Narlıdere Belediyesi’nin bir süre önce Slow Food’la ortaklaşa düzenlediği yemek yarışmasında tanıştığım Yozgat Bozok Üniversitesi Aşçılık Programı öğretim görevlisi Uğur Eren Taşkesen, üniversitesinin kenevir projesinden bahsedince, aklıma hemen geçen yıl Kastamonu Lezzet Festivali’nde tanıştığım araştırmacı yazar İsmail Tokalak’ın konuşması geldi. Tokalak’ın “Kenevirin Dönüşü” başlıklı söyleşisini dinlerken, kenevirin olumsuz taraflarını denetim altına alarak sağlıklı ve besleyici yönünden faydalanmak ne kadar önemliymiş diye düşündüğümü hatırlıyorum.
Kenevir, dünyada ve Türkiye’de çok eskiden beri biliniyor. Ülkemizde Kastamonu başta olmak üzere, belirli illerde üretilen bir bitki. İlk kamu yatırımları da Kastamonu’da gerçekleştiriliyor. Kenevirin izinli olarak ekilmesiyle ilgili 1990 yılında yapılan düzenlemeye göre, izin alınması koşuluyla kenevir üretimi yapılacak 19 il belirleniyor.
Haziran ayında Yozgat Bozok Üniversitesi Kenevir Araştırmaları Enstitüsü (YOBÜKEN) kuruluyor. Üniversitenin kenevir üzerine ihtisaslaşmasıyla endüstriyel kenevirin değerlendirilmesi amaçlı orta ve büyük ölçekli işletmelerle istihdam ve göç problemine de çözüm bulunabileceği düşünülüyor.
Gastronomik değeri
Bunlar çok önemli çalışmalar, ama ben kenevirin gastronomik açıdan ne kadar kıymetli olduğu konusu üzerinde durmak istiyorum.
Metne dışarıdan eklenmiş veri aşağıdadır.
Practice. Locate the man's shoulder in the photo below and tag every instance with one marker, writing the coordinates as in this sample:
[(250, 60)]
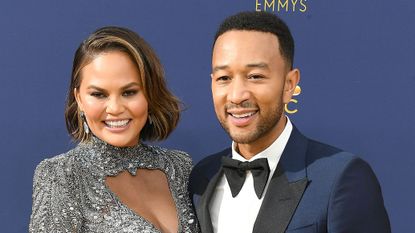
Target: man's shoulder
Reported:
[(212, 159), (204, 170)]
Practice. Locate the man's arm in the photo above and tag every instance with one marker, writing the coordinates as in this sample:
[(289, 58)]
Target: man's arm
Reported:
[(356, 203)]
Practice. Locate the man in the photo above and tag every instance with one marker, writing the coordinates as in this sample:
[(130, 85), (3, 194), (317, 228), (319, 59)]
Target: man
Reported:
[(290, 183)]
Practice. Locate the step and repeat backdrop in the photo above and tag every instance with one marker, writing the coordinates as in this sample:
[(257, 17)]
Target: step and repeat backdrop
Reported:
[(357, 62)]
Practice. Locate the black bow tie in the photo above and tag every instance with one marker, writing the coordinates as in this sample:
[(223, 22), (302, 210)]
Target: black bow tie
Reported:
[(235, 172)]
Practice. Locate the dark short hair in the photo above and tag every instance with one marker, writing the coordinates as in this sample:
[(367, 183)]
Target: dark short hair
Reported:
[(163, 106), (262, 22)]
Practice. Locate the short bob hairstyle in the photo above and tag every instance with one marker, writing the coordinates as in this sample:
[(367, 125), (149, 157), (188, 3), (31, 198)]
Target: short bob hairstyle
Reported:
[(163, 106)]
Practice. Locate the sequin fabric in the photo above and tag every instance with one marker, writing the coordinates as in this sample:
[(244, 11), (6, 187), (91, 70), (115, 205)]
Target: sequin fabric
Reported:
[(70, 194)]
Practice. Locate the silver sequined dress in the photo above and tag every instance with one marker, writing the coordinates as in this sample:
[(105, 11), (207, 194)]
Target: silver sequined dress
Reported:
[(70, 194)]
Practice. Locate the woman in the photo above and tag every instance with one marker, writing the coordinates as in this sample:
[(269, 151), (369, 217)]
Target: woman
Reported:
[(112, 182)]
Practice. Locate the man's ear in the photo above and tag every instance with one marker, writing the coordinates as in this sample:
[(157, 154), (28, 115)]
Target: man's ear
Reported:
[(292, 79), (78, 99)]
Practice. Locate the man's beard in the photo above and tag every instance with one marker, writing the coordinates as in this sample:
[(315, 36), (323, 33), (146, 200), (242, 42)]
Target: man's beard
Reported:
[(266, 123)]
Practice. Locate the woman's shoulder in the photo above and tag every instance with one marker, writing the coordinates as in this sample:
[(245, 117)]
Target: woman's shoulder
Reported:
[(171, 153), (57, 166)]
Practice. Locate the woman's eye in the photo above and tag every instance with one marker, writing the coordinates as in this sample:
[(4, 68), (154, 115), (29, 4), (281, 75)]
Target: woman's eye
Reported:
[(98, 95), (129, 93)]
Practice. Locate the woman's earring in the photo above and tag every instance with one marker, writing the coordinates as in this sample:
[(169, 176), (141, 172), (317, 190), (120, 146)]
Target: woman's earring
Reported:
[(150, 120), (86, 128)]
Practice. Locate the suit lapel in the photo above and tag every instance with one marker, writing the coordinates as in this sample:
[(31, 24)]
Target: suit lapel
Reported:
[(279, 203), (202, 209), (285, 189)]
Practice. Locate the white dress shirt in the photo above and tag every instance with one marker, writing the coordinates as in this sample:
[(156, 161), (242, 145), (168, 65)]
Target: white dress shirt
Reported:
[(238, 214)]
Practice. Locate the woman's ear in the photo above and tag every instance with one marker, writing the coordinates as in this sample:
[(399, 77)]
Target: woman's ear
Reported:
[(78, 99)]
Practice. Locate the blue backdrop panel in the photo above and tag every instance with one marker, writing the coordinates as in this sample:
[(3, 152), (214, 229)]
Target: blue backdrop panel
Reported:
[(357, 62)]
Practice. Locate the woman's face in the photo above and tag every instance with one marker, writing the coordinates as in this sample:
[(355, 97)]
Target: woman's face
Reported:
[(111, 96)]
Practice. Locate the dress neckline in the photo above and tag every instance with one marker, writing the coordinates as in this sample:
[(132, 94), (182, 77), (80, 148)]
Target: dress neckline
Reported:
[(111, 160)]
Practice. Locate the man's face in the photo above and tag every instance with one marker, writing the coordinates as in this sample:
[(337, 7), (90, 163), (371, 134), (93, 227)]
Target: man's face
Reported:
[(251, 82)]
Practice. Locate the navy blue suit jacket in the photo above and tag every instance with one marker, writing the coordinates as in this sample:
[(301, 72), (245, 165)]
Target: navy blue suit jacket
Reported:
[(315, 188)]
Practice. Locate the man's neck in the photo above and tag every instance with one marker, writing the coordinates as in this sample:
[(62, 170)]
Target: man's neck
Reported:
[(249, 150)]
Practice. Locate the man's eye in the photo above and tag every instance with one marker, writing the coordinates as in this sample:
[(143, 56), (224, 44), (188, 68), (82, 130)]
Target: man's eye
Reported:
[(255, 76), (98, 95), (223, 78), (129, 93)]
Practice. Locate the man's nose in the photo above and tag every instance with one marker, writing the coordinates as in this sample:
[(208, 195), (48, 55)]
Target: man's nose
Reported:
[(238, 91)]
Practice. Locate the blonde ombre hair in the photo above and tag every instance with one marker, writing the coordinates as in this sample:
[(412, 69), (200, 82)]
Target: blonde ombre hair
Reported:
[(164, 107)]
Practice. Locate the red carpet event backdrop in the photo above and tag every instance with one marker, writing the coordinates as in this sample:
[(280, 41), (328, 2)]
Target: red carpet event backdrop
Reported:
[(357, 63)]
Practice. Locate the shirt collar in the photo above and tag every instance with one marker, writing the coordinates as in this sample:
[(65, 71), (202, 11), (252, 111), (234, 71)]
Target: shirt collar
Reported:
[(273, 152)]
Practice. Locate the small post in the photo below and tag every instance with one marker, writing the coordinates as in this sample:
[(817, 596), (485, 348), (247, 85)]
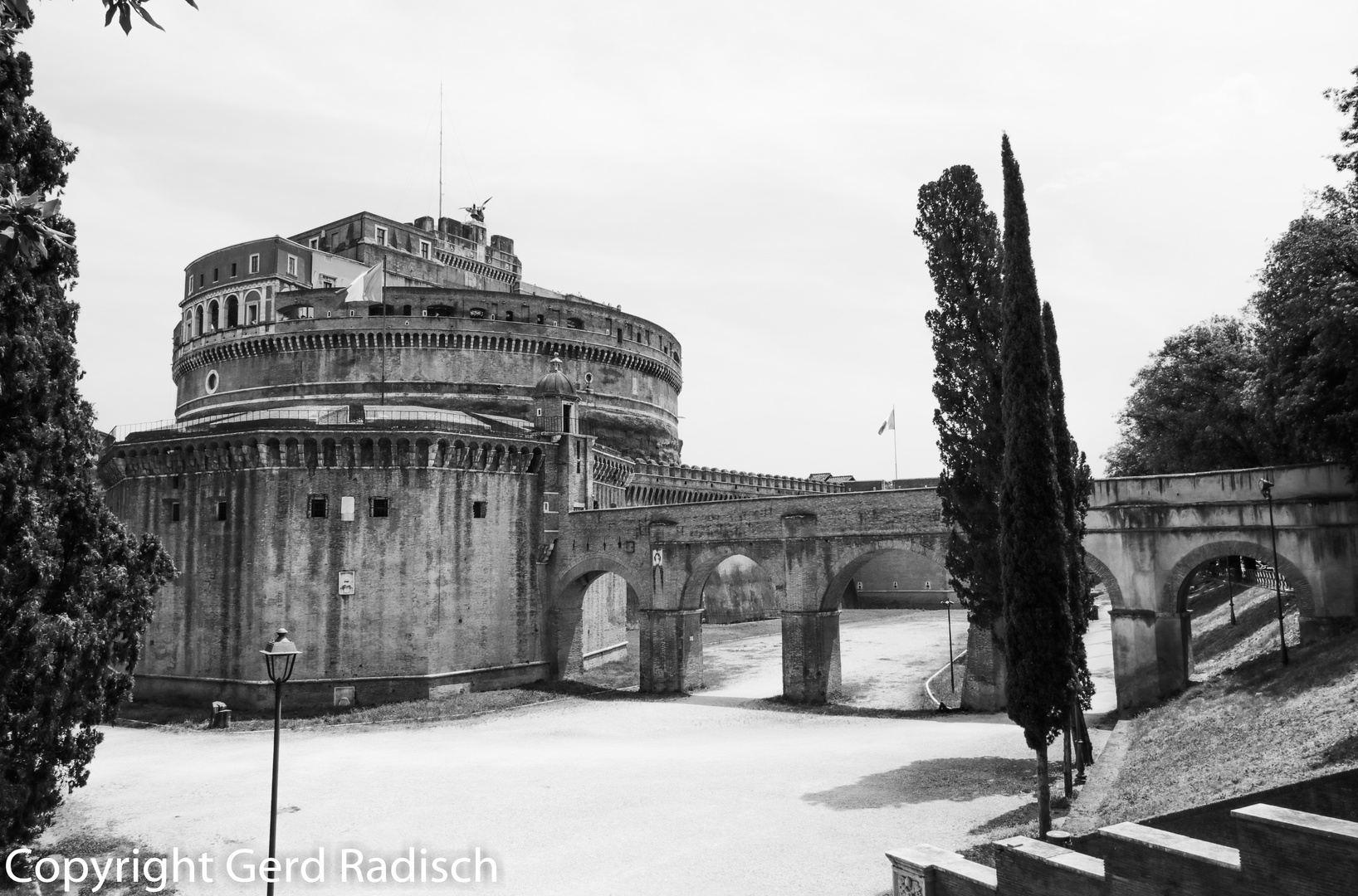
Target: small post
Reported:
[(1266, 486), (1231, 593), (952, 682)]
Bozok Üniversitesi öğretim görevlisi Uğur Eren Taşkesen, bakın bu konuda neler söylüyor: “Kenevir, (Cannabis) bitkisinin küçük tohumları olup Anadolu’da ‘çedene’ olarak biliniyor ve çerez olarak bazı yemeklerde kullanılıyor. Sütü çıkarılmak suretiyle gıda alanında yer alıyor. Sağlığa faydalarının anlaşılmasıyla son yıllarda mutfakta daha fazla tercih ediliyor.”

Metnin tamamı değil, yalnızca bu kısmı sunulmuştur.